Note that we can use the partial sum trick to simulate operations!!!
- calculate s[i] = a[1] +…..a[i]
- p[l] = v, p[r] = -v
Also, note that to minize max value, we need to consider intervals that contains all maximal values after applying all entries, which is also the max value we are looking for!!! Becaues if the interval does not cover all max As, then the remining max A entry will remain the new max value after removal. Even better, in implementation,we can just assume max value is such for ANY interval anyway, because those do not satify this will not affect our final results - maxStart and maxEnd will cover that!
Round 44: Check DFS
Idea 1
we start with the node, at every step. if p(i) and current stack top is an edge, we add it the stackkeep going. Otherwise, we pop the stack until we have it!, and then add to the stack
terminating condition is we go through all perms
Idea 2
If node v is visited before node u, then we know v can not appear after u in adjacency list. Therefore, we sort adjanent list by the order in permutation!!! In the end do a native DFS and compare orders
Round 44: Count Squares
consider each square parallel to axis, if the length is n, then we can form n squares within the square, each side with manhanttan distance n. Therefore, the answer is
1 * (x-1) (y - 1) + 2 * (x-2) (y-2) + .....+ 1 (x-n-1) (y- n - 1)

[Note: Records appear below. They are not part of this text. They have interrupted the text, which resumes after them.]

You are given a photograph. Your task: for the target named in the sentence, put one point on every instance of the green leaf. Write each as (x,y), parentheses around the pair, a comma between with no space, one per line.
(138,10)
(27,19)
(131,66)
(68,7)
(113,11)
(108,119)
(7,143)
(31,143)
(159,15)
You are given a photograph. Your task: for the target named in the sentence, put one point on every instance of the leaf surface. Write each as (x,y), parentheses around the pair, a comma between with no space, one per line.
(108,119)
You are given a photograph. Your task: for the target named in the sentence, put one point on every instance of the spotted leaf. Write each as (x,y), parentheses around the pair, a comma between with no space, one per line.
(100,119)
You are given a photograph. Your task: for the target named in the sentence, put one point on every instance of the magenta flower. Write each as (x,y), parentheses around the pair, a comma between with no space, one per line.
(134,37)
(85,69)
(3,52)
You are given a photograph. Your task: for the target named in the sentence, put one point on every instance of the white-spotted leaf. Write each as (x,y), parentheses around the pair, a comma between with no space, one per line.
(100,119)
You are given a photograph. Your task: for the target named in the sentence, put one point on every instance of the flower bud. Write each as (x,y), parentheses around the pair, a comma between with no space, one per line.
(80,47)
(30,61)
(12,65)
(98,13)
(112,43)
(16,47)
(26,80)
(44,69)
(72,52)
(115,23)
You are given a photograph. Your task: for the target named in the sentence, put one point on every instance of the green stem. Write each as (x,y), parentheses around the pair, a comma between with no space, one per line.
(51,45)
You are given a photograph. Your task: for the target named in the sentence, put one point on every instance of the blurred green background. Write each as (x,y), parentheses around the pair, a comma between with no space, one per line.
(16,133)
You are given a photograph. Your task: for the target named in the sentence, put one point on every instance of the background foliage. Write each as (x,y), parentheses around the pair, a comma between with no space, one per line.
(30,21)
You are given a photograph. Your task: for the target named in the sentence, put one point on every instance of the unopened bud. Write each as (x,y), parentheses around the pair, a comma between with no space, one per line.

i.e., the bouding box of a square is also a square
Round 55: Build the Fence
Note that we can repeat the cut, i.e., 7 can turn into 3, 3, 1 => Therefore, higher k, less likely to achieve => bsearch on K
Round 55: Matrix Palindromes
Suppose K = M, then we can calculate the total cost to make the whole matrix palindrone.
- If all 4 letters are the same => cost 0
- If distribution is 3-1 => cost 1
- If distribution is 2-2 or 2-1-1 => cost 2
- Otherwise, cost is 3;
For each column, compare it the the case where, only rows are palindromes and columns are not. Then we pick the best M - K cost saved
Round 53: Histogram Partition
Lets look for a O(n^2) solution first!!! For each integer, we need to add 1 to cost, if there does not exist int = current int before running into anything shorter. note that we are just interested in the number <= current one, so all numbers > current one can be ignored So we can maintain a stack, so that each item is checked only once, and end result is an increasing number on stack
Round 53: Parallel Rectangles
We can brute force in two ways
- check out all (LL, UR) pairs, this works well if not many distinct xs
- for each pair of (x, y1), (x, y2), store the frequence of (y1, y2). This works well if not too few distinct xs
The key insight is to combine them togehter!!!
So we check each x-axis. If # of ys > S, use first approach, otherwise, use second approach. To choose S, consider that the second appraoch, cost is around N * S/2 * log(N), so S should be < around 50, to limit total steps around 10^6. The first appraoch will run at most N/S times, each takes N, i.e., this means S should be larger than root(N)
Round 48: 8 Divisible
To be able to divisible by 8, we can break the number = a number < 200 but division by 8 + a number divisible by 200 => this just suggests that the last 3 digits divisible by 8 <=> whole number divisible by 8!!!
Then we can generate string, and keep the lexically smallest, excluding ones with leading 0s => 10^3 choices * 10^3 length each
Round 48: Dominant Free Sets
O(n^2) gives obvious DP relationship. Use Fenwick tree to speed up!!!